Well, anti-abortion laws could work to a degree, but they wouldn't be able to prevent a woman who was determined to have one getting an abortion, and when you can't distinguish between abortion and miscarriage, you can't convict the woman (innocent until proven guilty beyond reasonable doubt, remember?). But that doesn't mean you have to allow abortionists to practice openly.
As far as whether it's morally acceptable or not, that question can be reduced further - given that we've already accepted that it is wrong, except in a few limited circumstances (i.e. self defense, and then you've got the proportionality discussion), to kill people - to, "what point does the fetus become a person?".
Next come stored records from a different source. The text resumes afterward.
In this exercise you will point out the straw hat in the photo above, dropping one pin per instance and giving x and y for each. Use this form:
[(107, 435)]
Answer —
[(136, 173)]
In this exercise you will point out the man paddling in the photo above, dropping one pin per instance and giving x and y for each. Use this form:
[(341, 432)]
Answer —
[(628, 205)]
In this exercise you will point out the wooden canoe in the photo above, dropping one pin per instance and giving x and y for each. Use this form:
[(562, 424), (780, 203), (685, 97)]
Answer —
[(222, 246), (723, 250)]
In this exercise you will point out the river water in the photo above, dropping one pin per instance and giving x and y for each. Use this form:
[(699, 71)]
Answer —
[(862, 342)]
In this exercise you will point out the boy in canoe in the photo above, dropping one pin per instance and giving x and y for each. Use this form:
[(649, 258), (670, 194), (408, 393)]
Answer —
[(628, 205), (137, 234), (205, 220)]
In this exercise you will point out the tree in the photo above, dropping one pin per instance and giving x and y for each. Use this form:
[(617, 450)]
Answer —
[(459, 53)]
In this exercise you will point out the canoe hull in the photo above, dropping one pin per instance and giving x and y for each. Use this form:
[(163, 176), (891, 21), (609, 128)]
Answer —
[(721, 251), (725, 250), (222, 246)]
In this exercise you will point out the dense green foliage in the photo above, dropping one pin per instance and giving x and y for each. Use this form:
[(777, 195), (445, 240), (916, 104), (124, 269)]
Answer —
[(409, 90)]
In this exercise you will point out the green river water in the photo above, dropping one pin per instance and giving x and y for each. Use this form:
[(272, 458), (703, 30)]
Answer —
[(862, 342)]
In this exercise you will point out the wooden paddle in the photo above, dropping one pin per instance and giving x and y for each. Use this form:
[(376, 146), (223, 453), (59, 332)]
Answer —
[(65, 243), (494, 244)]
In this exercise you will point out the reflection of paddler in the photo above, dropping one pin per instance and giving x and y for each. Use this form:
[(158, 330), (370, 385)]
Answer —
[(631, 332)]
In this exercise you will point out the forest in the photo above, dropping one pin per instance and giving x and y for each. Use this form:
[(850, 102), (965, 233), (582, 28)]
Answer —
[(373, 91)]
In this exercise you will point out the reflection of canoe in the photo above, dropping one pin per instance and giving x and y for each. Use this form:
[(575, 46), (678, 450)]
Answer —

So, at what point does the fetus become a person? Personally, I go for the 2 week limit (primitive streak), because before that point each of the cells could become an entirely new organism (okay, not entirely, but twinning is still possible), but after that point, it's definitely one single organism. Also, I don't know of any other such major points after that, so working backwards through the process of induction (if it is morally wrong to kill the fetus at k days, and it is morally wrong to kill it at k-1 days for the entire domain of k, then it is always wrong to kill it). Which holds unless there is something exceptional, which means it is no longer valid for k - say, a major change in the organisms development that means it's fundamentally different than before.
But whatever you decide, make sure you think it through, because, as someone pointed out, if you're pro-choice and wrong, a lot of babies have been callously murdered, and if you're pro-life and wrong, a lot of women (and men) have had their lives ruined needlessly. Or maybe both, but certainly not neither.